Here is a comprehensive overview of squint (strabismus):
Squint (Strabismus)
Squint, medically termed strabismus, is the misalignment of the eyes — meaning the visual axes of the two eyes do not point at the same object simultaneously.
Types
| Type | Direction of deviation |
|---|
| Esotropia | Eye turns inward ("crossed eyes") |
| Exotropia | Eye turns outward ("wall-eye") |
| Hypertropia | Eye turns upward |
| Hypotropia | Eye turns downward |
Deviations can also be horizontal, vertical, or rotational (cyclotorsional).
Epidemiology
- Strabismus affects ~4% of the population
- Half of all amblyopia patients have a concurrent strabismus
- Esotropia accounts for ~45–50% of cases; congenital esotropia ~20%
Causes & Pathophysiology
Strabismus results from failure of the six extraocular muscles to coordinate both eyes for single binocular vision. Specific causes include:
- Neuromuscular abnormalities — affecting oculomotor nuclei (CN III, IV, VI), their nerves, or the muscles themselves
- Refractive errors — especially hyperopia leading to accommodative esotropia
- Anatomic anomalies — congenital muscle or orbital abnormalities
- Abnormal fusion development — in early childhood, one eye may fail to fixate correctly, locking in a misalignment pattern
- Acquired causes — diabetes mellitus, stroke, brain tumors, trauma, cranial nerve palsies (e.g., viral URI → CN VI palsy)
- Retinoblastoma — strabismus may be its presenting sign
Pseudostrabismus is a false appearance of crossing due to a flat nasal bridge or epicanthal skin folds — not a true misalignment. Children do not "grow out of" real strabismus.
Consequences
Amblyopia ("lazy eye") is the key complication. When one eye is suppressed by the brain to avoid diplopia, that eye's visual acuity fails to develop, potentially resulting in permanent vision loss (20/400 or worse). It is the most common cause of unilateral vision loss in children under 4 years.

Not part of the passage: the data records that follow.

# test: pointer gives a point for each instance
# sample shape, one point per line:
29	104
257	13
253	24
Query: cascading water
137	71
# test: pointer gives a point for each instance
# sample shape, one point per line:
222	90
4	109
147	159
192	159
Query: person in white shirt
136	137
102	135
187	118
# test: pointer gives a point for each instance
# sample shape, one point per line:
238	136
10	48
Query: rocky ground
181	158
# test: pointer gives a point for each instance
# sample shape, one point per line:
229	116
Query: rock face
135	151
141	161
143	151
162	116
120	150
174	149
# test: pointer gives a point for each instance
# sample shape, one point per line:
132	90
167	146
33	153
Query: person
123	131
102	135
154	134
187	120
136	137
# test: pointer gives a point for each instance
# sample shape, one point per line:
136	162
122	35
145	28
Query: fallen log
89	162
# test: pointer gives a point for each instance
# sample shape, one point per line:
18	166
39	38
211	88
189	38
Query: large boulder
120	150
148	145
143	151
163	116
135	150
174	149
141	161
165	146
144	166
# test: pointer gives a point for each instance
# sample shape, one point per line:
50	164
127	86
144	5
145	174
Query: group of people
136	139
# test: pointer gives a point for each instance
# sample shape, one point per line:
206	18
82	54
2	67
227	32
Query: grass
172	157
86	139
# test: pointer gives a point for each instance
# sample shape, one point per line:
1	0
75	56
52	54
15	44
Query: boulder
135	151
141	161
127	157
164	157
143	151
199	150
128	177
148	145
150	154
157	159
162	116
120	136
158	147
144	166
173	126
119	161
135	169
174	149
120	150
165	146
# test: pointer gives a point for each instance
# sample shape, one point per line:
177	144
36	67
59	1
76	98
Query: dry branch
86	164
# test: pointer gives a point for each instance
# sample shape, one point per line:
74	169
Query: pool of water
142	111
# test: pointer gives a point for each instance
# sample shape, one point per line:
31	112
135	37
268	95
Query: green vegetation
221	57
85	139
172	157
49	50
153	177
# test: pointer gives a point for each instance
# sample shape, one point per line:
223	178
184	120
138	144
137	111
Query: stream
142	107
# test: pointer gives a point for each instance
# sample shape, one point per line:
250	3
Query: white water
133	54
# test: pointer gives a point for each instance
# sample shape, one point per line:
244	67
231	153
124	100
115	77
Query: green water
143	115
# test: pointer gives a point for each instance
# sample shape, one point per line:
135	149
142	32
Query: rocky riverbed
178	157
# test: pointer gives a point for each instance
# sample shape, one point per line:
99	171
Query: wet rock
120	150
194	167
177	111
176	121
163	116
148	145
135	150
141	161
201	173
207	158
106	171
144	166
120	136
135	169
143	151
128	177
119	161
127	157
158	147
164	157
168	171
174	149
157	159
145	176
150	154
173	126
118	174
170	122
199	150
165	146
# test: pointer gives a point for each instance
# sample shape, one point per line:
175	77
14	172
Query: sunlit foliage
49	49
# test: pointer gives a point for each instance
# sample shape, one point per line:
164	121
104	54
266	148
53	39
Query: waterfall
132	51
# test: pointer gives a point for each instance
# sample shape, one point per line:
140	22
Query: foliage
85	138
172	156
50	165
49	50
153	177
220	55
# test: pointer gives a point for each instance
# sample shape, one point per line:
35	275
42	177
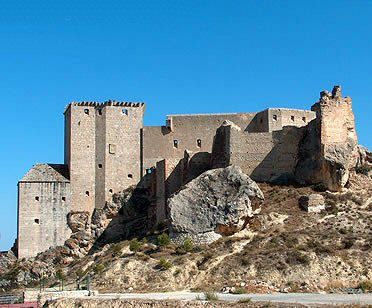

- Reversible if treated before age 7–13 years
- Visual cortex synaptogenesis depends on balanced input from both eyes
Adults with newly acquired strabismus develop diplopia rather than suppression, because the brain's plasticity has closed.
Diagnosis
Four key tests:
- Corneal light reflex (Hirschberg test) — penlight shone at both eyes; a symmetric reflex indicates alignment. Asymmetric = deviation
- Cover test — one eye is covered; movement of the uncovered eye indicates it was deviated. Inward movement → exotropia; outward → esotropia
- Red reflex test — asymmetric or white reflex signals media opacity, high refractive error, or retinoblastoma
- Extraocular movements — tested in the cardinal positions of gaze
Treatment
| Modality | Indication |
|---|
| Spectacle correction | Accommodative esotropia, refractive errors |
| Patching / atropine drops | Amblyopia — occlude the better eye to force use of the weaker eye |
| Botulinum toxin injection | Selected cases of strabismus |
| Strabismus surgery | Congenital esotropia (6–12 months of age), large exotropia/hypertropia |
| Prism glasses | Small deviations, diplopia management |
Patching and atropine have equal efficacy for amblyopia if started before age 7. Earlier diagnosis yields better prognosis.